Our example of an automated analysis work flow starts with a high-quality phase contrast or DIC image and one or more fluorescent-channel images for each image field as seen in Figure 1. In the first analysis stage, cell finding is followed by subcellular feature detection and parameterization at the single-cell level as shown in Figure 2. The data reduction factor at this stage is 10–20-fold depending on the complexity of the image. In the second stage of the analysis, the individual cell measurements are combined into high-statistics ensemble averages and standard deviations. A typical ensemble might consist of all of the cells from all of the images taken for a particular sample well. At this stage ensemble averages are translated in to biologically relevant phenotypes and the results can be tabulated, plotted, or subjected to more advanced classification algorithms. Note that by making individual cell measurements, we have access to the distribution of each measured parameter on an ensemble basis and not just the average and standard deviation.
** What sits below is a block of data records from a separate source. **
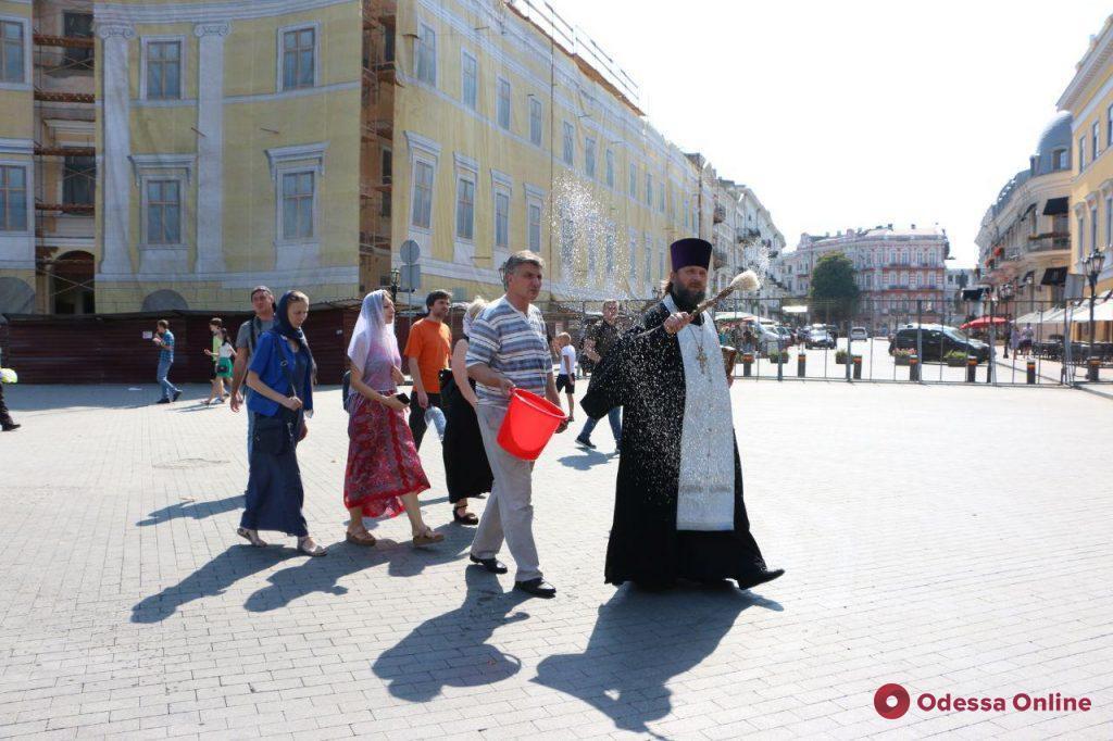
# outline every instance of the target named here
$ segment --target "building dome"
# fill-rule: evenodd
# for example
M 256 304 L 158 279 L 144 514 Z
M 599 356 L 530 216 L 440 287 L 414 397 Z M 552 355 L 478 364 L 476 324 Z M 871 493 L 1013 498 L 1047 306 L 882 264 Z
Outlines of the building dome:
M 1032 156 L 1034 177 L 1071 169 L 1071 111 L 1064 110 L 1044 127 L 1040 144 L 1036 145 L 1036 154 Z M 1057 151 L 1064 154 L 1056 157 Z

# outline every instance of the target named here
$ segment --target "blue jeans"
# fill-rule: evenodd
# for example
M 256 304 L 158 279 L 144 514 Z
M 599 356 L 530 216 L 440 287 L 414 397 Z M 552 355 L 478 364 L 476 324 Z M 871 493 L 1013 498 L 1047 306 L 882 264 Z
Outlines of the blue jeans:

There are observable phenotypes that do not significantly change the average or standard deviation, but do noticeably change the distribution of measured values. For example, high intensity measurements in the tail of a distribution of localized fluorescence signals may disappear in a particular mutant background, while the core distribution remains intact (Christen and Fero 2009). The reason for separating the cell detection and parameterization from the rest of the analysis is that the processing time for the two stages differs markedly. Because cell parameterization can require 100 times more CPU time than ensemble characterization, it is not wise to directly couple the two parts of the analysis. Once the images have been processed and the cells reduced to their data summary form, it is not necessary to repeat this processing step. Instead, the investigator can concentrate on refining the second stage of the analysis, which is where most of the biological content lies.